Quantitative traits with non-normal distribution were natural log-transformed for analysis. We obtained center-specific residuals of eGFR and log UACR (LACR) using linear regression models adjusted for age, age2, sex, age and sex interactions and BMI. These residuals were then regressed onto SNP dosage using variance component models for family data to account for family relatedness and population history [51] and using linear regression for analysis of unrelated individuals (SHS). For SHS analyses, we also adjusted for self-reported blood quantum to account for ancestry. To account for age-specific effects, analyses were performed within categories of age (<45, 45 to 59 and 60 or older). We performed a quantitative transmission disequilibrium test [52] in the SHFS and found no evidence of population substructure within centers but significant evidence of population stratification when combining centers. Therefore analyses were stratified by center.

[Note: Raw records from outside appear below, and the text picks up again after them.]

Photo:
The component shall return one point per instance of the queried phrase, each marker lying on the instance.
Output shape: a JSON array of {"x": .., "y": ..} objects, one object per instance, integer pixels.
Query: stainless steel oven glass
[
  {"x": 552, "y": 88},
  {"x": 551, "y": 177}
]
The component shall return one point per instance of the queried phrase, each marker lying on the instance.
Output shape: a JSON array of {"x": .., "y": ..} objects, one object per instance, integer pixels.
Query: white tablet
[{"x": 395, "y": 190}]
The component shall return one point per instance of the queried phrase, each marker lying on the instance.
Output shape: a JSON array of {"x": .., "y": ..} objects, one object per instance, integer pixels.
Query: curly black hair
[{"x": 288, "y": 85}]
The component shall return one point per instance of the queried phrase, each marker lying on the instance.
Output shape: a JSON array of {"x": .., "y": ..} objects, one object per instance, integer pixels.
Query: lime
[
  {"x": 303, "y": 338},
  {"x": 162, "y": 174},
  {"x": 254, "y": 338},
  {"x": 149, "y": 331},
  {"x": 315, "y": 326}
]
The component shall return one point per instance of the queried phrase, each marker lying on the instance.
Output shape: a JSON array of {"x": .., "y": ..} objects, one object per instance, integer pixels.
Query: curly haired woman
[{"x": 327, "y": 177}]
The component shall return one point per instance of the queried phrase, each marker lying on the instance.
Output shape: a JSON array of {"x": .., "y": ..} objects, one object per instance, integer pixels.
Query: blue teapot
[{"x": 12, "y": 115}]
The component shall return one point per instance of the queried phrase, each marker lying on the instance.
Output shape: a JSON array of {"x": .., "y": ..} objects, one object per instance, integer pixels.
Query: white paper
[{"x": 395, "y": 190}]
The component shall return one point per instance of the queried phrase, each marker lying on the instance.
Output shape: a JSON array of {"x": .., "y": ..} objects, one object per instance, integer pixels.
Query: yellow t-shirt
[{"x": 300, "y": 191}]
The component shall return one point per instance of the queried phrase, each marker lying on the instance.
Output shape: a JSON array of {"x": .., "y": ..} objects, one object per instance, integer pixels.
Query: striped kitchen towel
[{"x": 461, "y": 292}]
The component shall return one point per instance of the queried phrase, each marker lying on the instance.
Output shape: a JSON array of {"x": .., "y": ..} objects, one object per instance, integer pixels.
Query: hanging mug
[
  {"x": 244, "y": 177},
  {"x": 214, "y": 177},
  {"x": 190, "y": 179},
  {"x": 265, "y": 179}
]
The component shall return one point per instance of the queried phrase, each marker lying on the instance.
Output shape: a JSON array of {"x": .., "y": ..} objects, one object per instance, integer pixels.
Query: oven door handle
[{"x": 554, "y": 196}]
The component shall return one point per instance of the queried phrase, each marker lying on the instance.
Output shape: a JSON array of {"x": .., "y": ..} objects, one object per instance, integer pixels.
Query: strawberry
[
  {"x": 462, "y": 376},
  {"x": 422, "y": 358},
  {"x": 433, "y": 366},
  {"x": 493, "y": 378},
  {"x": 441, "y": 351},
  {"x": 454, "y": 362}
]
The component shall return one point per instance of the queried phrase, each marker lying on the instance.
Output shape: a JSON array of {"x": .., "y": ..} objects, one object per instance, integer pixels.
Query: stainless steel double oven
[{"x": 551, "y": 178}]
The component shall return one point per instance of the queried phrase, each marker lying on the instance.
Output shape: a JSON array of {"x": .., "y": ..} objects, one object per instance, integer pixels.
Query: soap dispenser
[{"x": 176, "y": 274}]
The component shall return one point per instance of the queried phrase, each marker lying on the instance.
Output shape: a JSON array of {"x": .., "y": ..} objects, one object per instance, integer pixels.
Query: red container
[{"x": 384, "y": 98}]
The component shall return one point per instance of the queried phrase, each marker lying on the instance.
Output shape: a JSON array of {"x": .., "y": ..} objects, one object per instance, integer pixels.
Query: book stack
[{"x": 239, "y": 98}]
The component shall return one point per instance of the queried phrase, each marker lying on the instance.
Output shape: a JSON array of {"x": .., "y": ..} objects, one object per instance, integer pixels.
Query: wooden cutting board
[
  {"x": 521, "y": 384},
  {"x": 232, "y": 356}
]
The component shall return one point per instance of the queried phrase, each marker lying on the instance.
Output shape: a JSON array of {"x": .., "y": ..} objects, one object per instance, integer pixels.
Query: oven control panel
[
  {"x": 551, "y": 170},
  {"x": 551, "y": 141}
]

Summary estimates were combined across age-categories and centers using a weighted average of point estimates meta-analyses. We also tested for evidence of between-study heterogeneity [53] for age- and center-estimates by estimating the between-study variance and the I2 metric, which is a measure of the percentage of the total variation across strata due to heterogeneity rather than chance [54]. Unadjusted p-values are reported. A Bonferroni correction for multiple testing p=0.003 (α=0.05/15 independent tests) was considered significant. In sensitivity analyses, we excluded 333 individuals younger than 18 years (range 15 to 17) from eGFR analyses and age-specific results were unchanged. We also performed analyses adjusting for T2D and stratified analyses by diabetes.

Longitudinal analyses

For significant SNP associations in cross-sectional analysis, we evaluated associations with incident CKD and increased albuminuria in the SHS using center-stratified logistic regression models adjusted for age, age[2], sex and BMI. Odds ratio (OR) and 95% confidence intervals (CI) are reported. A Bonferroni correction for multiple testing p=0.01 (α=0.05/4 independent tests) was considered significant.